The Village of Bayville has proposed paying the Internal Revenue Service to resolve an apparent violation of laws regarding tax-exempt bonds issued 15 years ago.
Village officials disclosed last week that they were seeking to enter the IRS' Voluntary Closing Agreement Program, which provides a procedure to address compliance problems.
Mayor Douglas G. Watson said the village's bond counsel, Norton Rose Fulbright LLP, discovered the issue when it was hired to prepare a refinancing of Bayville's outstanding bonds at lower interest rates to save money. The bond counsel, which has offices in Manhattan, told him the firm first needed to resolve an issue with the older bonds because "the way it was done wasn't done 100 percent kosher," Watson said.
The village sold $3 million in bonds in 1999 for various purposes, including about $2.2 million to acquire private property, according to bond documents.
The village used part of the proceeds to buy a gas station at Ludlam and Bayville avenues that was considered an eyesore. It was demolished and turned into a public space and parking lot.
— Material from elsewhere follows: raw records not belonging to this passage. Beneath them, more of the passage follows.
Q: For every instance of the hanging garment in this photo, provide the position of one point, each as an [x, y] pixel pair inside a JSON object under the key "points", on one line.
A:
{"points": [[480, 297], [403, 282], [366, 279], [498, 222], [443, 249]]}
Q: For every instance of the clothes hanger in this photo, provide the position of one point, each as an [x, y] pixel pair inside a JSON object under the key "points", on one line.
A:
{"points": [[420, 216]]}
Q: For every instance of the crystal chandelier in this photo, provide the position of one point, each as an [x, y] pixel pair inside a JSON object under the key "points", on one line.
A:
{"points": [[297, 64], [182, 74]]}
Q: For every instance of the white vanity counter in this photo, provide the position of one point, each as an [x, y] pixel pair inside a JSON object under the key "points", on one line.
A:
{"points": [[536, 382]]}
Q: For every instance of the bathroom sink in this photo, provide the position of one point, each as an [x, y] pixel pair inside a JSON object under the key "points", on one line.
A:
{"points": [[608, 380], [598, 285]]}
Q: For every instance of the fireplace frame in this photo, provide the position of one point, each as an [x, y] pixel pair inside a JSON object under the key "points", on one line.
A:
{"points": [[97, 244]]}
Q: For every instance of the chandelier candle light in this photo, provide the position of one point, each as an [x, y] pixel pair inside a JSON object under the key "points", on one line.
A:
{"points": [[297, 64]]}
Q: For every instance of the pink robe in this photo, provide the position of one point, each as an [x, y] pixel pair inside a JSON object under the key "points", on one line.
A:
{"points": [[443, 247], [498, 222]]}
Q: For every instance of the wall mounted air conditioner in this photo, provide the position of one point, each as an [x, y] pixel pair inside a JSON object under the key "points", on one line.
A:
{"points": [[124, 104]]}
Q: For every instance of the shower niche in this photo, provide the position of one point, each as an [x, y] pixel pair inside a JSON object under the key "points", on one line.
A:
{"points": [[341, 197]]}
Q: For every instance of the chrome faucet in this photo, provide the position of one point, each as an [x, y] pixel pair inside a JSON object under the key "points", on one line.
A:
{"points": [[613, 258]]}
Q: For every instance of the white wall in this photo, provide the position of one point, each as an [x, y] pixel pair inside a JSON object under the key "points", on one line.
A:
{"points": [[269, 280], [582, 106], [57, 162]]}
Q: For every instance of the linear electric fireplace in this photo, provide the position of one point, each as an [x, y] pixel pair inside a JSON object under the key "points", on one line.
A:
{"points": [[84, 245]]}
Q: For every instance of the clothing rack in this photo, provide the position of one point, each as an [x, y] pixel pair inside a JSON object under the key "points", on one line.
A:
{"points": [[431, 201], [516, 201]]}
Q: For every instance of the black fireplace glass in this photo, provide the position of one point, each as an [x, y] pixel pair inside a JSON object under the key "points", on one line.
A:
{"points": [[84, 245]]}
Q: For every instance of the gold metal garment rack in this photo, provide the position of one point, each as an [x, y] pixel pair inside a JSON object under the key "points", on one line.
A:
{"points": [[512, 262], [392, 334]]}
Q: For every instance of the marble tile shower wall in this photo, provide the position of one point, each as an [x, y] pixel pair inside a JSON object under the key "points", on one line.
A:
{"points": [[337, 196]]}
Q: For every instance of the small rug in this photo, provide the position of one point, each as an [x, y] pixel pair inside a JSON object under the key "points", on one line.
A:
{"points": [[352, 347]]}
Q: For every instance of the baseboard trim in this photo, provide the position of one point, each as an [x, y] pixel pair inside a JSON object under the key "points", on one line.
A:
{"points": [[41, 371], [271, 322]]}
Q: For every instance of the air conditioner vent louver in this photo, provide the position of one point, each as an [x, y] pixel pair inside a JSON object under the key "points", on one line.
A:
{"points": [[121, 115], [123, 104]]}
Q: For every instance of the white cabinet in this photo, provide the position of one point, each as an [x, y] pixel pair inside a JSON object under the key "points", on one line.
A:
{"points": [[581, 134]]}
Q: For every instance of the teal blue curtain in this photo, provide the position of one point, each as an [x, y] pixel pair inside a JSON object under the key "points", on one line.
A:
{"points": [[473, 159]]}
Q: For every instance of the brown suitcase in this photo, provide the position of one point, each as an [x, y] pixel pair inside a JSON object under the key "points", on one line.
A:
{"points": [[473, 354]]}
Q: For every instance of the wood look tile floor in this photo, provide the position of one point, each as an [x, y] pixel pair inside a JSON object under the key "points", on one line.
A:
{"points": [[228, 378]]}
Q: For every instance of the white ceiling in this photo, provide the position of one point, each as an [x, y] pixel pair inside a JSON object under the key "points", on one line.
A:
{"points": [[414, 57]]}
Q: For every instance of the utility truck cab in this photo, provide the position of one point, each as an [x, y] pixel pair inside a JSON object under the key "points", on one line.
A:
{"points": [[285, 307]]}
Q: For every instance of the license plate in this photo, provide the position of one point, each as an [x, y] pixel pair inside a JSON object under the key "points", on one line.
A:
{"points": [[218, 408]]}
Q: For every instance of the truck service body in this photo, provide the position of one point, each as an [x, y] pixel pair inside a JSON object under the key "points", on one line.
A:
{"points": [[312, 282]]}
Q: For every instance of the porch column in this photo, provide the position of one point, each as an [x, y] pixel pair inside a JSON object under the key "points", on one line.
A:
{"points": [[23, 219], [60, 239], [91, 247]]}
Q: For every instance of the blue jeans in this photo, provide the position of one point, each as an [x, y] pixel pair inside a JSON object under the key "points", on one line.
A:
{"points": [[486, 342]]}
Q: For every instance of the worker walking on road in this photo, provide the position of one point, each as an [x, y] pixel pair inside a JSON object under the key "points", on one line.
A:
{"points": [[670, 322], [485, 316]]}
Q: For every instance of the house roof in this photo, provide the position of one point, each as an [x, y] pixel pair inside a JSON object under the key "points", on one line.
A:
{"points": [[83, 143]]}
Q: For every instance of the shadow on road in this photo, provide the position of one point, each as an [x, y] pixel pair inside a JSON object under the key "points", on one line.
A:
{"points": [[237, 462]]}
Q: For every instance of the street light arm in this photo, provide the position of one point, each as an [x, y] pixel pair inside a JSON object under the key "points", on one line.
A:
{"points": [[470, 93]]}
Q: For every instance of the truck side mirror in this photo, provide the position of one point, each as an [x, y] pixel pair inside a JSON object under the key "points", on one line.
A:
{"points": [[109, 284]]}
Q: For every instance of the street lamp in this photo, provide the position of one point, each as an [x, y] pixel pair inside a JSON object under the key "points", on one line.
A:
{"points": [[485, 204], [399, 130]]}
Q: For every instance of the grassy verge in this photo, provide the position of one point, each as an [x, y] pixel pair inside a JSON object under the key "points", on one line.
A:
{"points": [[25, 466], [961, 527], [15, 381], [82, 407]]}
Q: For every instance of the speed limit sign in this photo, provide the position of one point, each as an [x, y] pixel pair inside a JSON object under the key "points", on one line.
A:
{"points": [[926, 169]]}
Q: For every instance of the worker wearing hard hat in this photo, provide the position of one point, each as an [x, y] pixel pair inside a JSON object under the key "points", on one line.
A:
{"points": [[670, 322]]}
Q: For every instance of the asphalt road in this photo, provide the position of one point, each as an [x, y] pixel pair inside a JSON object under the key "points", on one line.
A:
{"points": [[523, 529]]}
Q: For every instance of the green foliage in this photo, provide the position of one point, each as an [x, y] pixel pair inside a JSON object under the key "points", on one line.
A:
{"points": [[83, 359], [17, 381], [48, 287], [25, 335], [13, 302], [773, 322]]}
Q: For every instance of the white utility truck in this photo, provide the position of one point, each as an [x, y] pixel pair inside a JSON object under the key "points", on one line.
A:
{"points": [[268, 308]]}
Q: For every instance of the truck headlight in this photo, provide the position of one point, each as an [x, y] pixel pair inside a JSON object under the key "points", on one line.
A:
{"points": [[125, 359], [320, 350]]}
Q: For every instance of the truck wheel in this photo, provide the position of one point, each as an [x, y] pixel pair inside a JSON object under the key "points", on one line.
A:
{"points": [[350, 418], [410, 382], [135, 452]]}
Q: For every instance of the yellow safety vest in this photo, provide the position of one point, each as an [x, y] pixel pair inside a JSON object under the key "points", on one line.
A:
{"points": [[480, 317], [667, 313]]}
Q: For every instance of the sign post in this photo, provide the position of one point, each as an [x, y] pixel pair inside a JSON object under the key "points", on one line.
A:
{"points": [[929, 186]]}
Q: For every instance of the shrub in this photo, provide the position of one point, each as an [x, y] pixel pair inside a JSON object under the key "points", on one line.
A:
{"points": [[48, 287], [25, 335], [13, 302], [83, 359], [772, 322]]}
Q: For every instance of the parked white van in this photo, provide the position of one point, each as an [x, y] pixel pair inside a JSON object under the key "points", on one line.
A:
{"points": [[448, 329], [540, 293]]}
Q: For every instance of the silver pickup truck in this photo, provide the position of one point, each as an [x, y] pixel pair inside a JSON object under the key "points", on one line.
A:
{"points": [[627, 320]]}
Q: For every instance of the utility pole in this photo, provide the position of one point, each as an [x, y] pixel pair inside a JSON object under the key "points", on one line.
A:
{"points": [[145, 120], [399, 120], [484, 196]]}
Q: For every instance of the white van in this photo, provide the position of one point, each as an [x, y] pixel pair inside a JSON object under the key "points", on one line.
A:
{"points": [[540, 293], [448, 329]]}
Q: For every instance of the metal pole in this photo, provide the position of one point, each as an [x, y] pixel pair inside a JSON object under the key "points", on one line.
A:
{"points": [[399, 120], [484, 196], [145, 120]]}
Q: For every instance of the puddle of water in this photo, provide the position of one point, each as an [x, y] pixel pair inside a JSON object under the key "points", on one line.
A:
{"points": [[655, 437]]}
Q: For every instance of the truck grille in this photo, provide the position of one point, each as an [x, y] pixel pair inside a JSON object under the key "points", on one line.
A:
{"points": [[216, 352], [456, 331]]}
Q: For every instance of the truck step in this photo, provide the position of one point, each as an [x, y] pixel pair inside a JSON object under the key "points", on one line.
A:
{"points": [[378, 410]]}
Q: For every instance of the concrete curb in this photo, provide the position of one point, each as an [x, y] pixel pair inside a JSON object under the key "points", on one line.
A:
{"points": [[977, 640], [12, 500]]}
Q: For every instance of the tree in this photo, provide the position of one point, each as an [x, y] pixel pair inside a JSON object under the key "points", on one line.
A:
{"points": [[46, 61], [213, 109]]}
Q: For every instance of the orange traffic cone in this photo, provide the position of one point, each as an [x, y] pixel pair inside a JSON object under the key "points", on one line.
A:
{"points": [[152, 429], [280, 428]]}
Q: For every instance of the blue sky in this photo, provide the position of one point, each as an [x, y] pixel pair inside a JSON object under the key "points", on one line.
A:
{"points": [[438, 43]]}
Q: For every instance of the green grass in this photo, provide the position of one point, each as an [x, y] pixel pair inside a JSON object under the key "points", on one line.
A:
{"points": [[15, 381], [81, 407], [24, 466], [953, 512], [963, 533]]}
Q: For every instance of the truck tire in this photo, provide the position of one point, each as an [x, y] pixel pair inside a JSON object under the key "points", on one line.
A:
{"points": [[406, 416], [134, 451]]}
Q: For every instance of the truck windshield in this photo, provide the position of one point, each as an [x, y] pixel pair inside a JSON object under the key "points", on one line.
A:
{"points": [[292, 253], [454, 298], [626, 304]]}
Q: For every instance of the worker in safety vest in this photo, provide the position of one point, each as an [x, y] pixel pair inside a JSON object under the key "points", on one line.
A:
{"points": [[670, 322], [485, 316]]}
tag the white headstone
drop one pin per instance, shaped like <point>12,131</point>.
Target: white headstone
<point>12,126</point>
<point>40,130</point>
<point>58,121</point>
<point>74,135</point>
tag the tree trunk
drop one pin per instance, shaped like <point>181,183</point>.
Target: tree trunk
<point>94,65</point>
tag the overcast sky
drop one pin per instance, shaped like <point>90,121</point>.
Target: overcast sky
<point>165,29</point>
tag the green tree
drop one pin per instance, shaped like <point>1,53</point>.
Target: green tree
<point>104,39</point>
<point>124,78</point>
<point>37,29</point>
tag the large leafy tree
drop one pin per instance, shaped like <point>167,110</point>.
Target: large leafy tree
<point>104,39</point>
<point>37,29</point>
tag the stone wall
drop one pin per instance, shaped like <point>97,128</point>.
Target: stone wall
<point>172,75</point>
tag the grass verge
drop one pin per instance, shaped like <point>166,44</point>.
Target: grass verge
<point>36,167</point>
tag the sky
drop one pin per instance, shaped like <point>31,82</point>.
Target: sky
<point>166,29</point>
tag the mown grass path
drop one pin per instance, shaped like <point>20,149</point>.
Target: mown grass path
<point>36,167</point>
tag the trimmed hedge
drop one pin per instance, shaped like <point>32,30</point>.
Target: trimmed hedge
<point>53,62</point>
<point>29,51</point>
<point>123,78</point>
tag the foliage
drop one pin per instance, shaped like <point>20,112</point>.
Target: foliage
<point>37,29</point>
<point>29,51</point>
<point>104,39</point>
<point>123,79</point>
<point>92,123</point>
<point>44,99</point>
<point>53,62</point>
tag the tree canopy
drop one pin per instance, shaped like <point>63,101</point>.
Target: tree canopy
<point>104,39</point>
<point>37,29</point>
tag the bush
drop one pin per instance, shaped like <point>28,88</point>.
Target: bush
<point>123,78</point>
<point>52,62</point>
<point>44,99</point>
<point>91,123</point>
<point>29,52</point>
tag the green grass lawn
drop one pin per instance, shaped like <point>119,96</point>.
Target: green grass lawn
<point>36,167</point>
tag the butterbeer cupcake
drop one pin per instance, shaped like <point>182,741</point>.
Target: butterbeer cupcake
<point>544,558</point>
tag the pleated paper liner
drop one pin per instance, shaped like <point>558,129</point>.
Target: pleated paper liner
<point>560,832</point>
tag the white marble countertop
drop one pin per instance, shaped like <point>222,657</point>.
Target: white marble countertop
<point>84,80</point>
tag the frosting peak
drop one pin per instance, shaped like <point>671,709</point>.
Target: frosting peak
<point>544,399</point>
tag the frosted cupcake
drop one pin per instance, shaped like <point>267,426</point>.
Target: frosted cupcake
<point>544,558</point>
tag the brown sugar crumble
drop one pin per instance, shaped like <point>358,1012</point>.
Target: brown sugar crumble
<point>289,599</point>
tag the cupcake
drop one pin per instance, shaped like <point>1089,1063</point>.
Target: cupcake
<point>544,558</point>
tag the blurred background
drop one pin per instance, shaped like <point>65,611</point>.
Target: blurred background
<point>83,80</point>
The village also purchased land for drainage and a marina.
Some of the funds were used to improve property that is leased to private businesses, which could imperil the bonds' tax-exempt status, according to Watson and the disclosure. IRS rules determine what uses qualify for tax-exempt status. The tax exemption allows governments to borrow at lower interest rates.
Watson, who was a trustee at the time, said the village had acted in good faith.
"There was no malice or any bad thought on anyone's part," Watson said. "It was done with professional counsel."